Jenkins, a third-year sport media student at Ryerson, followed the Rams basketball teams to Kingston, Ont. for their games against the Gaels last week. As a women’s basketball play-by-play announcer and reporter for Ryerson athletics, his attendance might not seem unusual. But Jenkins wasn’t there for the Rams. He wasn’t even there for class.
Jenkins tailed Ryerson’s basketball teams on his own time and his own dime for his latest project, a collaboration that he hopes will help redefine the landscape of Canada’s post-secondary athletics: CUSN, the Canadian University Sports Network.
Following its official launch on January 1, CUSN is very much in its infancy. But with a mandate for comprehensive coverage of all sports, Jenkins believes the network can become an all-encompassing presence in university sport media.
“We want to tell the stories of the people that don’t get their stories told,” Jenkins said over phone as he waited for the women’s teams to take the court for warm-ups.
But achieving inclusivity and balance is an uphill battle in the male-dominated world of sports. It’s not just about what gets covered, it’s also about who’s covering it.
“[What] I’ve really wanted and been searching for are female writers that want to come on board,” said Jenkins. By his count, including some pending new recruits, CUSN’s team currently stands at 13 males and two females.
“That ratio is not reflective of the sports we cover,” he said.
For Jaime Hills, a second-year sport media student who covers women’s basketball for the Rams and the only female member of the staff presently listed on the CUSN website, the disparity is unsurprising.
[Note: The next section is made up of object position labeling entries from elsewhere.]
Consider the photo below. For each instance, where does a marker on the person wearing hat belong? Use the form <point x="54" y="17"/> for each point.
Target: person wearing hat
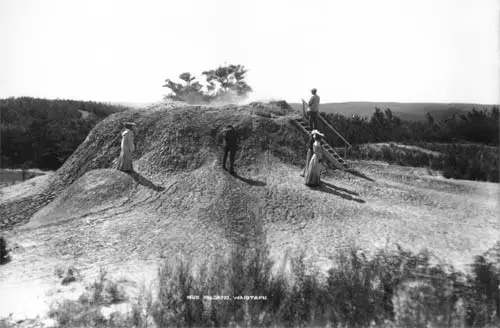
<point x="309" y="153"/>
<point x="313" y="109"/>
<point x="313" y="171"/>
<point x="231" y="141"/>
<point x="127" y="148"/>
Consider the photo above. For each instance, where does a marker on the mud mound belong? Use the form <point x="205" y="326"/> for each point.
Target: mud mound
<point x="95" y="191"/>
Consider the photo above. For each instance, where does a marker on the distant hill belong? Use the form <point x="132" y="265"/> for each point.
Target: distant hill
<point x="406" y="111"/>
<point x="133" y="104"/>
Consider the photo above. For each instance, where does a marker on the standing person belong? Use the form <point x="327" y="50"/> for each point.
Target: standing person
<point x="313" y="172"/>
<point x="309" y="153"/>
<point x="127" y="148"/>
<point x="231" y="141"/>
<point x="313" y="109"/>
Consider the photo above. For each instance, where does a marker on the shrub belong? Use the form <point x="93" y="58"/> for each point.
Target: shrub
<point x="4" y="251"/>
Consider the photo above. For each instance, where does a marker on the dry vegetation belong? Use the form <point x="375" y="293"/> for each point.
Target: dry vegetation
<point x="181" y="203"/>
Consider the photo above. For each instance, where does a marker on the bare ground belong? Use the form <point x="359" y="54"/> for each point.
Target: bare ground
<point x="88" y="215"/>
<point x="155" y="217"/>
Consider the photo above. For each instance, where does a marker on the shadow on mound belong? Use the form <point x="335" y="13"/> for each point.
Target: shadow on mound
<point x="249" y="181"/>
<point x="359" y="174"/>
<point x="95" y="191"/>
<point x="145" y="182"/>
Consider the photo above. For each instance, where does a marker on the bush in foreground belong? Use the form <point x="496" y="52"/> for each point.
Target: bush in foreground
<point x="4" y="251"/>
<point x="387" y="289"/>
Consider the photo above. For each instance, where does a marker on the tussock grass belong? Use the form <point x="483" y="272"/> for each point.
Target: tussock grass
<point x="391" y="288"/>
<point x="4" y="251"/>
<point x="86" y="311"/>
<point x="468" y="161"/>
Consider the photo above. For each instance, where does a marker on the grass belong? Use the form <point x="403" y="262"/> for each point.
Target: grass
<point x="470" y="162"/>
<point x="391" y="288"/>
<point x="4" y="251"/>
<point x="86" y="311"/>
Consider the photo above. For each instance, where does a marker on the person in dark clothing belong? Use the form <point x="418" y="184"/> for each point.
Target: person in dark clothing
<point x="313" y="110"/>
<point x="309" y="153"/>
<point x="231" y="141"/>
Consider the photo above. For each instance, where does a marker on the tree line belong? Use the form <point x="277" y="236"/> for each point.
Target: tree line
<point x="43" y="133"/>
<point x="222" y="84"/>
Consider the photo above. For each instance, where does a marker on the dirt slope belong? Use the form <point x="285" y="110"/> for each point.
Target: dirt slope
<point x="181" y="202"/>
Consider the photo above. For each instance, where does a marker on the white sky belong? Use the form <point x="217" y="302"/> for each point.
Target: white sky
<point x="351" y="50"/>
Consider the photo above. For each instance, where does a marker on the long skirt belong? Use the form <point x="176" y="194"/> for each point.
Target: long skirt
<point x="308" y="159"/>
<point x="313" y="172"/>
<point x="125" y="161"/>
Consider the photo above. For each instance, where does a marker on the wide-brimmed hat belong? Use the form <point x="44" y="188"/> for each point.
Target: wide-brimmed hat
<point x="313" y="132"/>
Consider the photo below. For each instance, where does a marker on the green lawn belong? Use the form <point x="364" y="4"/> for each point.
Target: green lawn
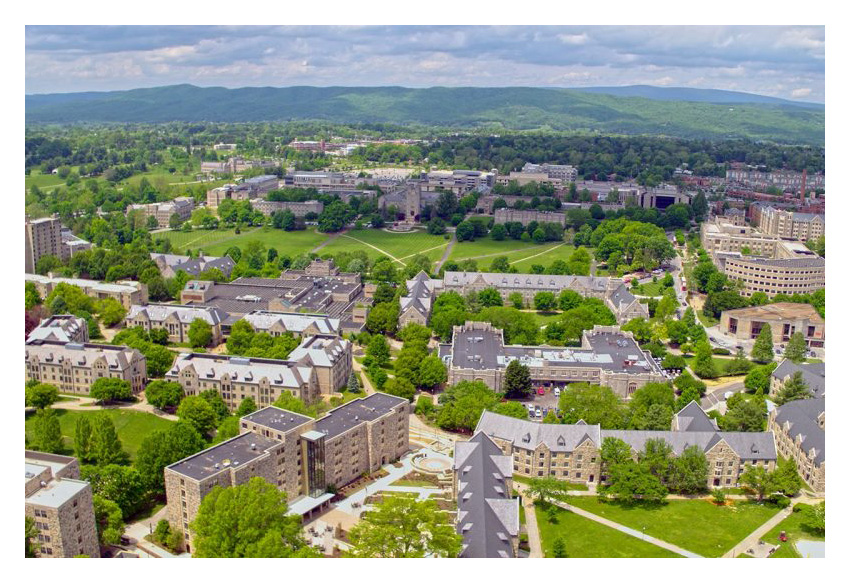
<point x="795" y="529"/>
<point x="401" y="246"/>
<point x="217" y="242"/>
<point x="586" y="538"/>
<point x="696" y="525"/>
<point x="132" y="426"/>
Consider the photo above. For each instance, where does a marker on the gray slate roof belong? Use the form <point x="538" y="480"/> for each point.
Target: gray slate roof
<point x="487" y="516"/>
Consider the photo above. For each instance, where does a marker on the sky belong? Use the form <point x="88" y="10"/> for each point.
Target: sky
<point x="779" y="61"/>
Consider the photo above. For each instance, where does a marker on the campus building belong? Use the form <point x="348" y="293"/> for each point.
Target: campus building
<point x="785" y="319"/>
<point x="813" y="374"/>
<point x="72" y="367"/>
<point x="61" y="328"/>
<point x="170" y="264"/>
<point x="791" y="225"/>
<point x="612" y="291"/>
<point x="126" y="293"/>
<point x="182" y="206"/>
<point x="176" y="320"/>
<point x="800" y="428"/>
<point x="607" y="356"/>
<point x="573" y="452"/>
<point x="60" y="505"/>
<point x="505" y="215"/>
<point x="301" y="456"/>
<point x="487" y="515"/>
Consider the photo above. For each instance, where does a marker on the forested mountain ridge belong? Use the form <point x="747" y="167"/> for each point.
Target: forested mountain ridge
<point x="510" y="108"/>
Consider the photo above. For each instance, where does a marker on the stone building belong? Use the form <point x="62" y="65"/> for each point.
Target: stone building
<point x="487" y="515"/>
<point x="301" y="456"/>
<point x="126" y="293"/>
<point x="785" y="319"/>
<point x="176" y="320"/>
<point x="73" y="367"/>
<point x="61" y="328"/>
<point x="800" y="428"/>
<point x="606" y="357"/>
<point x="572" y="452"/>
<point x="60" y="505"/>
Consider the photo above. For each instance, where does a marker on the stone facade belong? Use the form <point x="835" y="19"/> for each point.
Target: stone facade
<point x="73" y="367"/>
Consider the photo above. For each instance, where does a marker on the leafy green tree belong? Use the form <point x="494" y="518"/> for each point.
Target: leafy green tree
<point x="162" y="448"/>
<point x="405" y="527"/>
<point x="108" y="519"/>
<point x="164" y="394"/>
<point x="200" y="333"/>
<point x="41" y="395"/>
<point x="105" y="445"/>
<point x="593" y="404"/>
<point x="82" y="439"/>
<point x="246" y="407"/>
<point x="517" y="380"/>
<point x="108" y="389"/>
<point x="197" y="411"/>
<point x="379" y="350"/>
<point x="793" y="389"/>
<point x="796" y="349"/>
<point x="120" y="484"/>
<point x="47" y="435"/>
<point x="763" y="346"/>
<point x="248" y="520"/>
“It’s a representation of sports in general, stereotypically it’s a men’s profession,” said Hills. “But when I think of what I’m trying to do in terms of my career, what I’m putting out, I’m not trying to do it as a woman who’s doing this; I’m just trying to be somebody who’s creating this content.”
While CUSN works to improve gender equality in Canadian university athletics, both in coverage and composition, Jenkins also wants it to achieve parity through collaboration with like-minded students across the country.
“When we first launched, we really pushed that our roster is growing and it’s not just [for] Ryerson sport media students, which is something I was nervous [about],” said Jenkins. “I would love to have writers from every [athletic] conference and every school even, if the opportunity presented itself.”
The team already boasts student reporters based in Montreal, Ottawa and the Kitchener-Waterloo area. According to Jenkins, interest from non-Ryerson students has continued to grow since the network launched.
Along with the obstacles faced by most fledgling projects, such as resources and personnel, CUSN will also have to deal with the relatively short shelf-life of a student sports reporter. Jenkins is in the second-last year of his degree, and the future of CUSN past his Ryerson tenure is cloudy. He said he would like to pass the project along to another student when he graduates, but there are more pressing issues to deal with first.
For now, Jenkins said, the focus is on the short-term: establishing the CUSN brand and connecting audiences with the network’s content.
“I think the motto we’ve been indirectly or subliminally trying to push is, ‘give us a shot’.”